1. Define the boundary

Create an Inbox collection for the source notes and a separate collection for generated documents. Write the operating instructions in a clearly named Quire document that the agent can read at the beginning of every run.

2. Create the subscription

Create a collection-scoped subscription on Inbox. Select document.created, document.updated, document.moved, and any comment events that should trigger review. Leave Include agent events off unless agent changes must intentionally cascade.

3. Accept and verify

Your public HTTPS endpoint should:

  • Capture the raw request bytes.
  • Verify the timestamp and HMAC signature.
  • Persist the delivery ID, event ID, headers, and body.
  • Return 2xx after the event is durably queued.
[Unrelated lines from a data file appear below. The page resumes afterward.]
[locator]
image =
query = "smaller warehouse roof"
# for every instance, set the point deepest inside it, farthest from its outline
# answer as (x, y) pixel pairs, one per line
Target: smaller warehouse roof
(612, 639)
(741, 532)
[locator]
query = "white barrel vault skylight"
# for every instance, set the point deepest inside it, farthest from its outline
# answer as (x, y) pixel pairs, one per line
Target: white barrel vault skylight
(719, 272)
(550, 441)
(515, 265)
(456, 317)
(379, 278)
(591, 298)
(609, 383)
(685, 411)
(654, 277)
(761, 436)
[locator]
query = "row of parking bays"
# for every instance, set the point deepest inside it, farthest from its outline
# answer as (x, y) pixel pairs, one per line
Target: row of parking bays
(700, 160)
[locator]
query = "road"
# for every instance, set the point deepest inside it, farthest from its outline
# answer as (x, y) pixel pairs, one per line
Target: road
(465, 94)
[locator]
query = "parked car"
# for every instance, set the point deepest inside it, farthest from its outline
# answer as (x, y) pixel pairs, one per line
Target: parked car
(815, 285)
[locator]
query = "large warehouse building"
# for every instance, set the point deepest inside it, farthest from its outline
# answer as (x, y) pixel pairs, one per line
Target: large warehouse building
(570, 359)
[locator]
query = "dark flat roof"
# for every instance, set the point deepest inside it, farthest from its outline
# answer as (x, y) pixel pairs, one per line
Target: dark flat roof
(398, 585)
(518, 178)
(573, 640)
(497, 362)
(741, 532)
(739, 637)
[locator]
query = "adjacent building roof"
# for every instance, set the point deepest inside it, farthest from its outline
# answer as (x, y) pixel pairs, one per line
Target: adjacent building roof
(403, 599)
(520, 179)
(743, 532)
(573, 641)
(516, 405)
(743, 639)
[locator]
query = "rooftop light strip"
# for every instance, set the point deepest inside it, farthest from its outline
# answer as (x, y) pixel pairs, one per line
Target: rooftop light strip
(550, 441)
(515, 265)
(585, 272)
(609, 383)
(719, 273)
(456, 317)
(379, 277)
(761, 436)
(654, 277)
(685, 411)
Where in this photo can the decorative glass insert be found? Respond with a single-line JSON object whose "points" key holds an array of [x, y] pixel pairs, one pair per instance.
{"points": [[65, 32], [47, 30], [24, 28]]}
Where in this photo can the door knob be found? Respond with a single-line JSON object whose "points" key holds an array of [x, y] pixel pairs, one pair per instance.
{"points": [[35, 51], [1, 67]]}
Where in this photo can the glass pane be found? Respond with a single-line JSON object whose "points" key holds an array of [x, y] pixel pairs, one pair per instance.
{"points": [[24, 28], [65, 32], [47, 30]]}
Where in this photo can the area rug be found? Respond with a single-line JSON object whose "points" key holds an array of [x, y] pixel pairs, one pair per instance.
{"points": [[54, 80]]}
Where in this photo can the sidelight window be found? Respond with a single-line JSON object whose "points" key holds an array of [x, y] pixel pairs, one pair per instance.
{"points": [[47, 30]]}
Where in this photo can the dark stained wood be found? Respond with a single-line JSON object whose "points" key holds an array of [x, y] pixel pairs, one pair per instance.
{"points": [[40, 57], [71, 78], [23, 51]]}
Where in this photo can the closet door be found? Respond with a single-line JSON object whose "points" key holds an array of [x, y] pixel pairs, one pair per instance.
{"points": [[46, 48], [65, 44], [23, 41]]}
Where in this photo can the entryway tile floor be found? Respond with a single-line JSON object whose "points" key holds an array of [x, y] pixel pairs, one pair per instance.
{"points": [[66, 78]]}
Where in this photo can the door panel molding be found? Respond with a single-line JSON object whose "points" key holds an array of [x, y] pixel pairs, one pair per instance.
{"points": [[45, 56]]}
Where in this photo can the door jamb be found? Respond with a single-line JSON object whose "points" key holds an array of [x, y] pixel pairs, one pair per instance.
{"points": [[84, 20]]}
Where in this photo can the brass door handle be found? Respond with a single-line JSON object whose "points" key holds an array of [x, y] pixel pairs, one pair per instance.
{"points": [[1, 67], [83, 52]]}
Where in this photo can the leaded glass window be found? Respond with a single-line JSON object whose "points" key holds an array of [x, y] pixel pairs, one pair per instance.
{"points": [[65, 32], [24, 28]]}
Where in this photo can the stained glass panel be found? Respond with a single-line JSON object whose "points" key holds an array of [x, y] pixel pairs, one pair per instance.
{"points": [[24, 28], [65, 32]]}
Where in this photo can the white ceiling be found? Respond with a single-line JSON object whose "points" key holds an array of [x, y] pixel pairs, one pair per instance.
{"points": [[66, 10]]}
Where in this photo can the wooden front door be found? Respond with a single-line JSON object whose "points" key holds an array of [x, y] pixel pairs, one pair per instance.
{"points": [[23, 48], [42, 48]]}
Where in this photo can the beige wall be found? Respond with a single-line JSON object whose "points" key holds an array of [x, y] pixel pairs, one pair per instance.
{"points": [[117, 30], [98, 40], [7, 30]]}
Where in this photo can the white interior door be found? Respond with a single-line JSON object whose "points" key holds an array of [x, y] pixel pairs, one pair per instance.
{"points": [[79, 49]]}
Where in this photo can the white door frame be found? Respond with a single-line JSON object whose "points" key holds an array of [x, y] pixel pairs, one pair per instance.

Reject duplicates before starting a second agent run.

4. Run the agent

Start an agent with a Quire MCP authorization belonging to an account that can access both the source and destination. Give it the event metadata, operating-instructions document ID, and an explicit outcome.

The agent should read the current source document through MCP, not assume the webhook represents a content snapshot. It can then find related atomic notes, update the derived document, leave a comment, or create a change-order note.

5. Prevent loops and races

Keep agent events excluded when the agent writes back into the subscribed collection. If they must be included, tag or record handled event IDs and add a workflow rule that ignores the agent's own expected mutations.

Because events can arrive more than once or out of order, make every run reconcile current state. Use stable IDs, history sequence bounds, and explicit workflow status rather than relying only on arrival order.

Separate “event accepted” from “agent completed.” The webhook endpoint should be fast and reliable even when an agent run takes minutes or needs human review.